1) At least the lamp had a sense of occasion.
We are using a clip light with a blue bulb for the moon in Pyramus and Thisbe. My dear husband plays Peter Quince and he as a bit where Lion steps on the cord, he yanks on it in disgust while being heckled by the court and it comes unplugged. Lion pulls Quince off the box in his zeal to get it plugged in again, the pages of Quince's script and much hilarity and a pratfall ensue.
Or at least that is what is supposed to happen.
Opening night, Quince yanks the cord, the lamp unplugs, Lion grabs the cord and hauls Quince off the box. Quince loses his hold on the lamp (but keeps a grip on the cord) so the lamp swings free, hits something (probably the side of the box) and the bulb shatters. Lion picks up the lamp, plugs in the cord and looks into the lamp just as the filament flares. ghost_light attempts to race from the booth to where the cord is plugged in backstage to prevent something really happening but there is an actor between her and the booth door. ghost_light whisper-yells for the actor to go pull the plug but he insists "They got it" and never looks away from the stage. They did have it, the audience was in hysterics, especially as Quince stares at them in utter panic and simply says "All I have to say is that this lantern was the moon" instead of his actual line of "is the moon". People were laughing so hard I thought we were going to need to order in oxygen.

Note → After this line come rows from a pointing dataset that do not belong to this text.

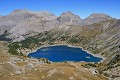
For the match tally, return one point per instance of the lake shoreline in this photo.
(69, 45)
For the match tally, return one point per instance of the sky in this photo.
(83, 8)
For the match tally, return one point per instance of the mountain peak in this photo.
(68, 17)
(69, 14)
(99, 15)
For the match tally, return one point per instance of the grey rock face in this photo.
(99, 15)
(69, 17)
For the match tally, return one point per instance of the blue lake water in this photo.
(64, 53)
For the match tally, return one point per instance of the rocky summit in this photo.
(24, 31)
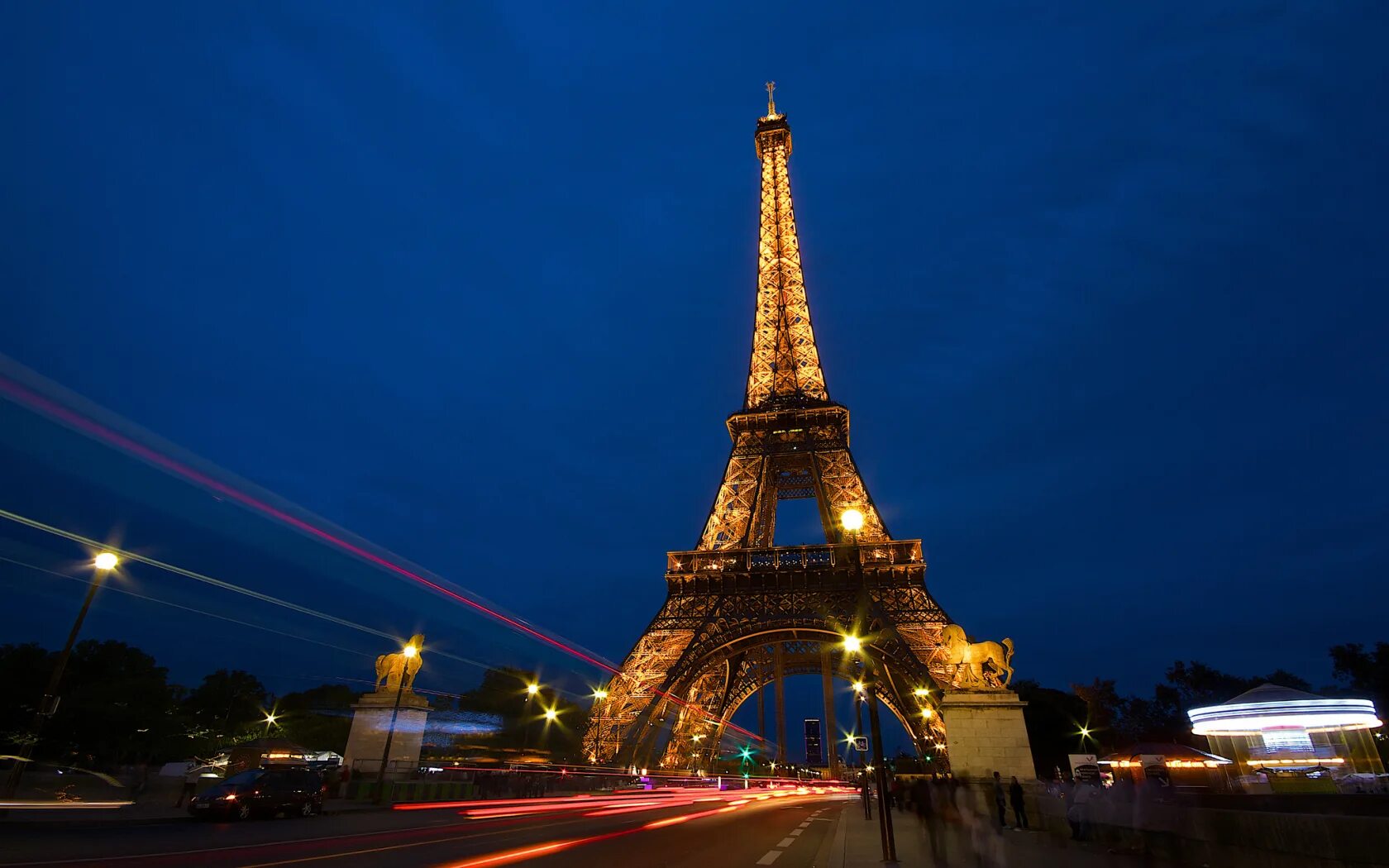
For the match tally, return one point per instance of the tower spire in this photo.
(785, 365)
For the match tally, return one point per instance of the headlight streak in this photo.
(525, 853)
(61, 412)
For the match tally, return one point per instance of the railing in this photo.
(792, 557)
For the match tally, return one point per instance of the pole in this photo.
(390, 732)
(890, 845)
(50, 696)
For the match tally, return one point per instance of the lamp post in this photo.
(853, 522)
(531, 690)
(390, 732)
(103, 564)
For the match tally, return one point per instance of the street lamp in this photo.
(531, 690)
(102, 564)
(408, 651)
(853, 522)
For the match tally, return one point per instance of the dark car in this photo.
(261, 792)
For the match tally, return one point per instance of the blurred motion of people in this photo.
(1019, 808)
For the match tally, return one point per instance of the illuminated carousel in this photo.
(1288, 735)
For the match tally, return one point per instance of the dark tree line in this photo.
(120, 707)
(1096, 718)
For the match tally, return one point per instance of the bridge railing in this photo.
(792, 557)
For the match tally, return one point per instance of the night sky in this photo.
(1103, 288)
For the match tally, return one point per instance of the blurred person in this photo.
(189, 784)
(1078, 810)
(1000, 800)
(1019, 808)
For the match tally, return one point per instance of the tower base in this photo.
(371, 723)
(985, 733)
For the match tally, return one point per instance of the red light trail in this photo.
(28, 398)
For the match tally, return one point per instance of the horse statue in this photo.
(967, 660)
(394, 668)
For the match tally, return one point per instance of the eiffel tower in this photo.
(741, 613)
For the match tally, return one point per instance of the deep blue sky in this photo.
(1105, 290)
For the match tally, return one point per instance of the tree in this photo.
(24, 671)
(1053, 720)
(318, 718)
(116, 707)
(1102, 710)
(226, 708)
(1367, 674)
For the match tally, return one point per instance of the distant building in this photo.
(814, 751)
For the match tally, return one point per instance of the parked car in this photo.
(261, 792)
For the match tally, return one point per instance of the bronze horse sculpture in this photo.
(398, 671)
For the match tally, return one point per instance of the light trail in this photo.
(42, 404)
(508, 857)
(188, 608)
(208, 579)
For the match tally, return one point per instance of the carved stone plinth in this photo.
(985, 733)
(371, 721)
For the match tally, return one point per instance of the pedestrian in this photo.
(1078, 810)
(1019, 808)
(191, 778)
(1000, 800)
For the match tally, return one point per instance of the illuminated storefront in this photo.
(1276, 729)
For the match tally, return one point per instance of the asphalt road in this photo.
(796, 829)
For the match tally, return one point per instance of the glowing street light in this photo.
(103, 563)
(408, 653)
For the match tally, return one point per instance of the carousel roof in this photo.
(1272, 707)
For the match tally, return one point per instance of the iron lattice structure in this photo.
(741, 613)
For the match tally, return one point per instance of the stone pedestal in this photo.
(371, 721)
(985, 733)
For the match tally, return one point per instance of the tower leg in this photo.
(761, 713)
(780, 678)
(829, 737)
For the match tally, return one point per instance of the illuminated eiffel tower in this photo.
(742, 613)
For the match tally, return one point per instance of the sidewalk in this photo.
(857, 843)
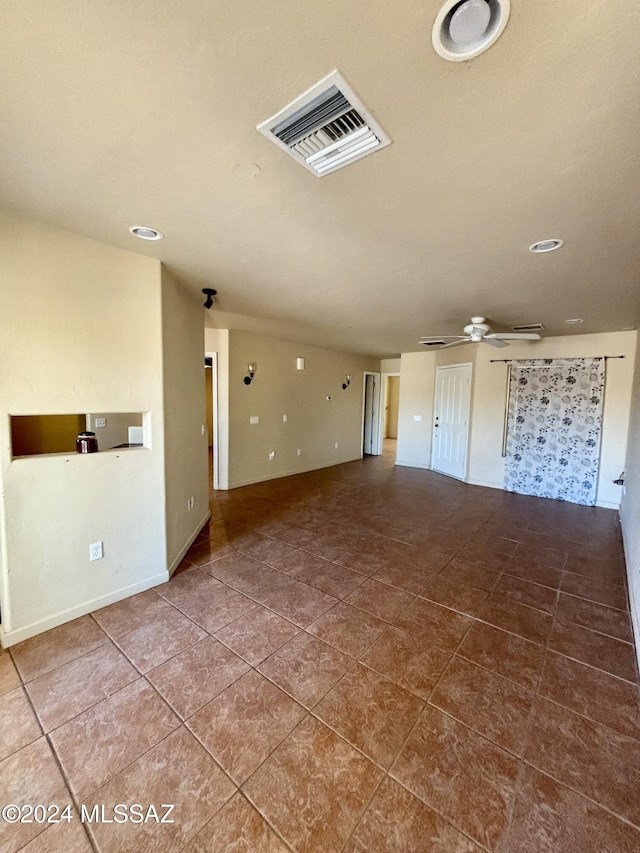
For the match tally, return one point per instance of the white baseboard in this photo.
(424, 467)
(240, 483)
(10, 638)
(192, 538)
(634, 594)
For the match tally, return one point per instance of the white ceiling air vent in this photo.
(326, 128)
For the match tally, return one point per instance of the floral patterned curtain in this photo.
(554, 425)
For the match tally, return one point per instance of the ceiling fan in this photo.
(478, 332)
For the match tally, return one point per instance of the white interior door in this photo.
(371, 418)
(451, 420)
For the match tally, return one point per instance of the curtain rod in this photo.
(509, 360)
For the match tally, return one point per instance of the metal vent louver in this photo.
(326, 128)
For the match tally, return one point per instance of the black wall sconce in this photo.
(210, 293)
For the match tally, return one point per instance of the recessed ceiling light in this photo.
(465, 28)
(146, 233)
(546, 246)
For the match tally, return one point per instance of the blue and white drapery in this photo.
(554, 425)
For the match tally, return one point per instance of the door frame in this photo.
(469, 365)
(215, 442)
(376, 445)
(384, 388)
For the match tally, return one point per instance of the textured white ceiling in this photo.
(144, 113)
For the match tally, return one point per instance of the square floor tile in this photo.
(409, 661)
(300, 603)
(347, 628)
(438, 625)
(596, 617)
(599, 650)
(397, 821)
(592, 693)
(370, 712)
(236, 828)
(454, 594)
(459, 774)
(487, 703)
(191, 679)
(131, 613)
(524, 621)
(177, 771)
(53, 648)
(380, 599)
(507, 654)
(245, 723)
(313, 788)
(587, 757)
(256, 634)
(29, 776)
(549, 818)
(75, 686)
(96, 745)
(305, 668)
(19, 724)
(152, 644)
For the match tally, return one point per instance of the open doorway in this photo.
(390, 409)
(211, 391)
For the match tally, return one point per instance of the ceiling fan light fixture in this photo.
(464, 29)
(542, 246)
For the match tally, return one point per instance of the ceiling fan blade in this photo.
(493, 342)
(457, 343)
(515, 336)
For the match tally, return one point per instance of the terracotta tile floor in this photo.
(365, 658)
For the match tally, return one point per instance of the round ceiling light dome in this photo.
(542, 246)
(146, 233)
(465, 28)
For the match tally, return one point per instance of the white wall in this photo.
(81, 332)
(314, 424)
(485, 461)
(630, 506)
(186, 445)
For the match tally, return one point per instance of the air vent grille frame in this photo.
(327, 118)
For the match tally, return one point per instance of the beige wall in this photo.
(630, 507)
(185, 431)
(217, 341)
(117, 429)
(81, 332)
(314, 423)
(485, 464)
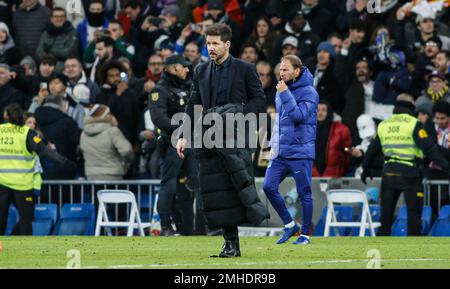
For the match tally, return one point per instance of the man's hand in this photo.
(366, 175)
(181, 145)
(281, 86)
(121, 88)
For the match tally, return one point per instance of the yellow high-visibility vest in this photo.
(16, 162)
(397, 141)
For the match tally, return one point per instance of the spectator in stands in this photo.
(249, 53)
(9, 53)
(215, 13)
(393, 77)
(171, 16)
(351, 52)
(105, 50)
(333, 145)
(289, 46)
(79, 88)
(155, 68)
(298, 28)
(144, 41)
(122, 100)
(322, 66)
(319, 18)
(424, 65)
(442, 63)
(59, 39)
(29, 22)
(264, 37)
(8, 94)
(336, 40)
(62, 131)
(134, 11)
(437, 90)
(193, 54)
(366, 132)
(412, 39)
(439, 133)
(107, 153)
(117, 34)
(95, 20)
(267, 78)
(57, 86)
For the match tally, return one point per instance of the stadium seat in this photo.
(76, 220)
(343, 214)
(45, 216)
(106, 197)
(375, 211)
(400, 225)
(441, 227)
(13, 219)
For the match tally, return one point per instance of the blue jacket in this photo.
(294, 132)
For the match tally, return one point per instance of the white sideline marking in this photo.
(137, 266)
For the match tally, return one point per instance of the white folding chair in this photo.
(349, 197)
(118, 197)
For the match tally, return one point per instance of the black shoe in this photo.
(230, 249)
(169, 232)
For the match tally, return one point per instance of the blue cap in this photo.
(326, 46)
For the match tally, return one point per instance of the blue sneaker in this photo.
(302, 240)
(288, 232)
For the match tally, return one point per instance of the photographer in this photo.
(168, 98)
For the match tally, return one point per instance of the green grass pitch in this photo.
(194, 252)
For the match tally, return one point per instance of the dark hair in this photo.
(114, 21)
(335, 34)
(133, 4)
(96, 1)
(59, 9)
(222, 30)
(446, 53)
(108, 41)
(442, 107)
(196, 44)
(49, 59)
(15, 114)
(294, 60)
(358, 24)
(247, 45)
(112, 64)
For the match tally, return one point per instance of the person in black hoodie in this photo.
(59, 39)
(121, 99)
(60, 130)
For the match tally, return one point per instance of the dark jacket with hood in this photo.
(62, 131)
(332, 138)
(227, 182)
(61, 42)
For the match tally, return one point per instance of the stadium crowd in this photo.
(85, 72)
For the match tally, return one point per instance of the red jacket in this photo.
(337, 159)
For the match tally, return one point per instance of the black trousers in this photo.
(24, 202)
(391, 188)
(171, 167)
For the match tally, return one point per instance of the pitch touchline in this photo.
(137, 266)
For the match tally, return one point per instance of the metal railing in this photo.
(440, 186)
(62, 192)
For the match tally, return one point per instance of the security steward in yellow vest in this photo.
(19, 146)
(403, 141)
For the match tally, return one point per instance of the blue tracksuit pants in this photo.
(301, 170)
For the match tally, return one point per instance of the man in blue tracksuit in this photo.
(293, 144)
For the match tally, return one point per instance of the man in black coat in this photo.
(226, 85)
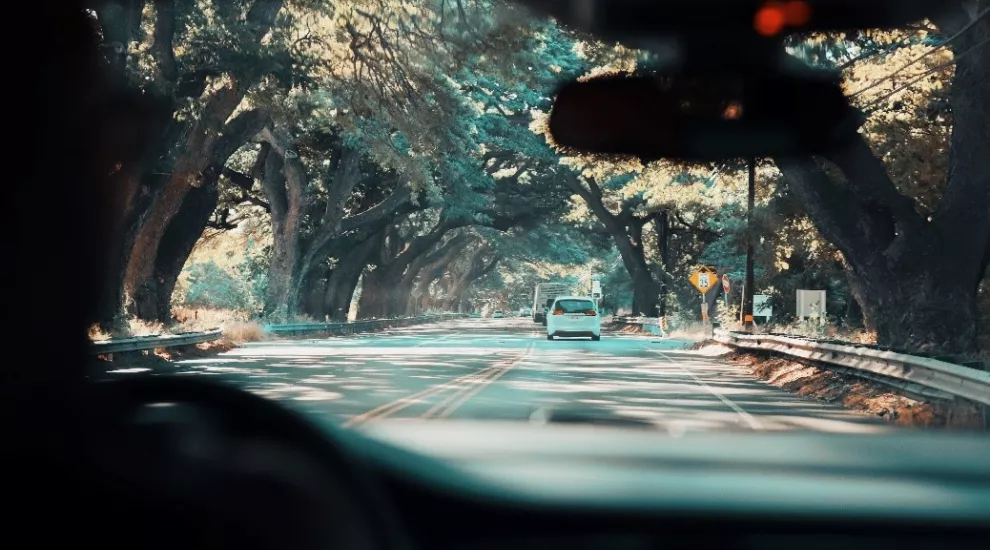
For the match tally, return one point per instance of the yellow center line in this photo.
(406, 401)
(467, 385)
(482, 384)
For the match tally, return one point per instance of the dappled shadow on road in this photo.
(480, 369)
(686, 393)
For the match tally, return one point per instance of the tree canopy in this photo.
(394, 156)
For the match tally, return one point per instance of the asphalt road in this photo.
(505, 369)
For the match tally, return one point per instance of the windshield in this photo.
(573, 306)
(354, 192)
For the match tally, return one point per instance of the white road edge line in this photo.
(753, 422)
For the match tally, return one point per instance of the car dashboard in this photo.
(514, 485)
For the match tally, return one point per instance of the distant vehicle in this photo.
(543, 298)
(574, 316)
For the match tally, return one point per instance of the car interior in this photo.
(181, 462)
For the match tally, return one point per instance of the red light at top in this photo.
(773, 16)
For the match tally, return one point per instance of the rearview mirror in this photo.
(702, 117)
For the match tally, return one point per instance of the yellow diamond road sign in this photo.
(703, 279)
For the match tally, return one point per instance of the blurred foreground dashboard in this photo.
(513, 485)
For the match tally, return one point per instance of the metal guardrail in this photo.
(366, 325)
(155, 341)
(140, 343)
(922, 375)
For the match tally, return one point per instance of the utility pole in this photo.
(747, 311)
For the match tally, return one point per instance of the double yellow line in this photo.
(462, 389)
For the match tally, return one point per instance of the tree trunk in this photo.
(663, 247)
(374, 294)
(178, 242)
(344, 279)
(312, 297)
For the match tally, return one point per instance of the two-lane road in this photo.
(506, 370)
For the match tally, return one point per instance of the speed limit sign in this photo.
(703, 279)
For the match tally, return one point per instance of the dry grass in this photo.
(236, 326)
(859, 394)
(243, 331)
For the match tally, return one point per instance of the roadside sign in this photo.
(703, 279)
(761, 305)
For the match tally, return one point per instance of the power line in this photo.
(968, 26)
(926, 73)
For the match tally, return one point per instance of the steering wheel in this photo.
(245, 471)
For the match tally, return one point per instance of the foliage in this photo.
(212, 287)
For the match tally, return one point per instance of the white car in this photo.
(574, 316)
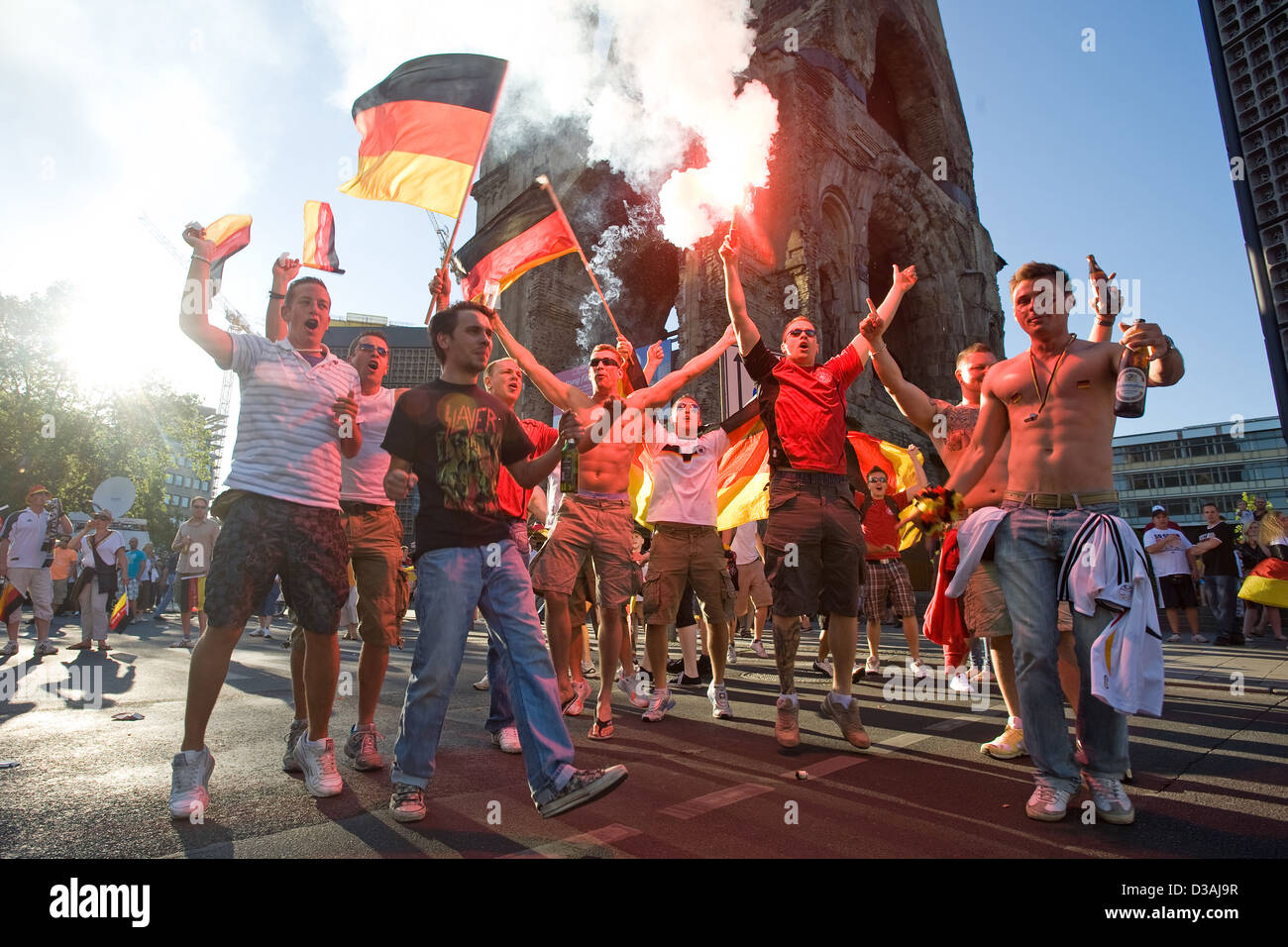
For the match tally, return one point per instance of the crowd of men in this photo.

Noe, fast-forward to closing night. Lion and Quince have changed the bit so the lamp never flies free. All goes as normal, Quince hits the floor after Lion yanks the cord.....and so does the bulb. It doesn't shatter, it just snaps off at the base and clunks to the floor. Quince immediate takes off his hat and snuggles the bulb into it as thought it is a rare and precious egg that must be protected at all costs. His one regret is that "this lantern was the moon" didn't get as big of a laugh this time.
2) Pussy Willow Apocalypse.
Quince also carries a thorn bush in Pyramus and Thisbe. Finding that bush was a thorn in my ass most of the rehearsal process. The directed hated the greenery I came up with, everything that looked like a thorn bush in Alaska in January actually turned out to be thorn bushes with rather deadly-looking spikes I was not going to let NEAR my actors, so finally I just cut several sticks from a bush growing right outside the office and gave my Quince the world's saddest, most straggly thorn bush. A few days into our run at Cyrano's, Bottom adds a bit of running up to Quince during Pyramus' death scene, latching onto his shirt and pulling back and forth on it as he yells "DIE!" The next day, Quince added a bit of whipping Bottom with the thorn bush in rhythm with each tug (do you see why I don't give my actors real thorns?) We were giggling about it in bed the next morning and Mark asked just what the thorn bush was (to make sure it wasn't some priceless, obscure tree, I suppose). By this time, I'd figured out it was a pussy willow and he got the idea that it would be hysterical if he came out with blooming pussy willows, not just with a collection of sad sticks. I refused to get it for him, utterly convinced the director would kill me since getting a thorn bush he approved of in the first place had been such a trial. Mark let it lie for...about a week...then came in with a fully pussied out pussy willow collection (which the director laughed at). Unfortunately (but hysterically), the first time he whipped Bottom with it, all the little white pussies went flying all over the stage and part of my pre-show checklist became picking up pussy willow remains until the entire branch had been utterly denuded in one stunning pussy willow apocalypse.
3) The Helpy Helperton Award.
Snug (also Lion) wears a pair of Carharts in our production. For those not in Alaska, these are versatle, tan work-overalls. At the end of Pyramus and Thisbe, the Mechanicals do their Burgermask Dance which includes a samba, waltz and conga line. Closing weekend, the fastener on Snug's Cartharts fell off during the samba and the more he conga-ed, the more his pants fell down until they were past his knees (he wears tights under that, so there was no under-age nudie show, luckily). He got to the turn in the dance, grabbed them with both hands and hauled them up with a mighty hop. Quince, standing right behind him in line but not knowing what was happening, conveniently grabbed him around the waist and held up Snug's pants for him until the next turn. Sadly, Bottom, who was on the other side of Snug, did not return the favor and grabbed too high so Snug's pants slipped down until the next turn-pull-hop sequence when Quince began acting as a belt again. Mark swears his has no idea this happened.